Sea surface temperatures have risen to +2˚C above average in the Gulf of Mexico 🌡️— Ben Noll (@BenNollWeather) March 26, 2020
Keeping a close eye on this with hurricane season a few months away.
🗺️ https://t.co/zAgbiyB3xA pic.twitter.com/fBhHDdY1Ax
Citing the Southeast Regional Climate Center, Cappucci explained that the Texas cities of Brownsville, Corpus Christi and Houston have experienced their warmest Marches on record - as have New Orleans, Louisiana; Mobile, Alabama; and certain cities in Florida.
“The Gulf of Mexico sea surface temperatures have run above normal over the past year, but they have sharply risen even higher in recent months,” the meteorologist explained.

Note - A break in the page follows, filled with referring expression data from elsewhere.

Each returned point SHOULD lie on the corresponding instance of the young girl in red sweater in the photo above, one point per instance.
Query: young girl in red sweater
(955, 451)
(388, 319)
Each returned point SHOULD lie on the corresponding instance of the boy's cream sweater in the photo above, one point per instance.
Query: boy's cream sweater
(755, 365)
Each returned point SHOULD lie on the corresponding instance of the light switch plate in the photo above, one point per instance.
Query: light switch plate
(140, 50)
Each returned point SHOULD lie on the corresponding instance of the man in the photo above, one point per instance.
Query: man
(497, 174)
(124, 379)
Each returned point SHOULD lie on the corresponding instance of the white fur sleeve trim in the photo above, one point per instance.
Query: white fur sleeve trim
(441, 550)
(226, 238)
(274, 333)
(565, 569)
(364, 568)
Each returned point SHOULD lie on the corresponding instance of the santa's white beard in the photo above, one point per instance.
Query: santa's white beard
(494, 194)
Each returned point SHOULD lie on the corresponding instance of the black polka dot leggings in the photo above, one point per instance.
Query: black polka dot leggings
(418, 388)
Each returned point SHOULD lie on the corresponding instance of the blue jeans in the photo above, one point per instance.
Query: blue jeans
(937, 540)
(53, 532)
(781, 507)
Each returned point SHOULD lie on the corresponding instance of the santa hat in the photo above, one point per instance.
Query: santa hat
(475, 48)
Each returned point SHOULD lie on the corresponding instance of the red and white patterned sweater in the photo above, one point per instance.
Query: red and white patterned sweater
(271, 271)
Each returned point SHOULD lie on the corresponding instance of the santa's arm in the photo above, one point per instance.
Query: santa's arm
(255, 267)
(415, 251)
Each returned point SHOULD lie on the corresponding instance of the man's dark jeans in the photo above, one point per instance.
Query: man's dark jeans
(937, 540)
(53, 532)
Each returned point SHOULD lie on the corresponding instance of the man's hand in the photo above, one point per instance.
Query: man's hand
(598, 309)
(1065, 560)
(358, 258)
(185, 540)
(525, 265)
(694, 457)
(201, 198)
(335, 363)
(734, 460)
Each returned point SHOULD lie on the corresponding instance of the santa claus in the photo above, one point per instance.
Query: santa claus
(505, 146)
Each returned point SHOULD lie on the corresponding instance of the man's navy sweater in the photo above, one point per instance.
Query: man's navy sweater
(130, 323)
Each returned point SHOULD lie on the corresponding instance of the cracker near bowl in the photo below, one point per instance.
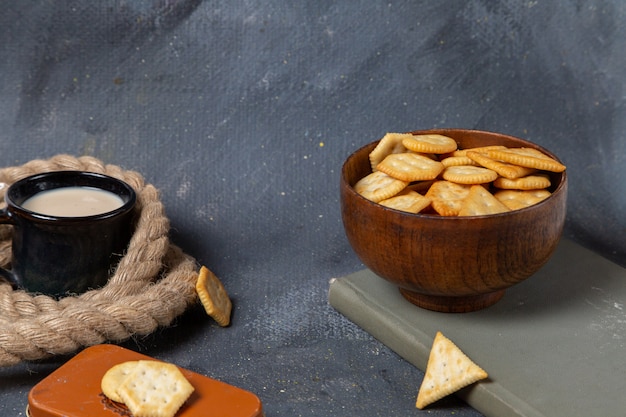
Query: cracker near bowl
(447, 371)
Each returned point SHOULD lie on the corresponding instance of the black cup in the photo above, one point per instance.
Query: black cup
(58, 255)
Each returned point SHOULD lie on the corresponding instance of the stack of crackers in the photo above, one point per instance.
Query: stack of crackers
(427, 173)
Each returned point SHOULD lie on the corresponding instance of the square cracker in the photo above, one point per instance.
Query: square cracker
(155, 389)
(213, 296)
(448, 370)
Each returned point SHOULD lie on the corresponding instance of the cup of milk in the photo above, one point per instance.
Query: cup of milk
(70, 228)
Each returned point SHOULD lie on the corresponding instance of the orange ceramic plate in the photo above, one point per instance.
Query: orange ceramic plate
(73, 390)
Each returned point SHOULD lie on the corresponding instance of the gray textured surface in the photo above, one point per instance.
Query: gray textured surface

FYI - the Gulf of Mexico SST anomalies are quite stunning. We're talking 1.6C above the long term avg right now. Obviously this has implications on the hurricane season but also for spring severe weather & flooding. I know we have our hands full but we cannot ignore the weather. pic.twitter.com/94fUIumIPI— Mark Sudduth (@hurricanetrack) March 25, 2020
“Warmer water temperatures supply the atmosphere with added warmth and moisture, bolstering instability - or the energy to ‘lift’ pockets of warm air into chillier air overhead,” Cappucci noted.
“That in theory favors stronger and more widespread updrafts and thunderstorms, and could slightly tip the scales in favor of increased severe thunderstorm and tornado chances.”
Additionally, warmer water temperatures create conditions favorable for tropical cyclones, but, according to hurricane researcher Philip Klotzbach of Colorado State University, these temperatures are not the be-all, end-all when it comes to hurricanes.
"Warmer than normal sea surface temperatures could help fuel a hurricane to higher intensity levels, but overall, sea surface temperatures aren't the limiting factor for hurricanes in this region,” he said, noting that other conditions, such as wind shear, dry air and other disturbances can counteract the formation or intensification of a hurricane.
Despite the warning, Cappucci concluded by explaining that it is too early to predict what the storm seasons will bring the US. At the same time, the sea surface temperatures of the Gulf of Mexico are a real factor that makes “certain events more likely to occur and/or become more intense than they would have been otherwise.”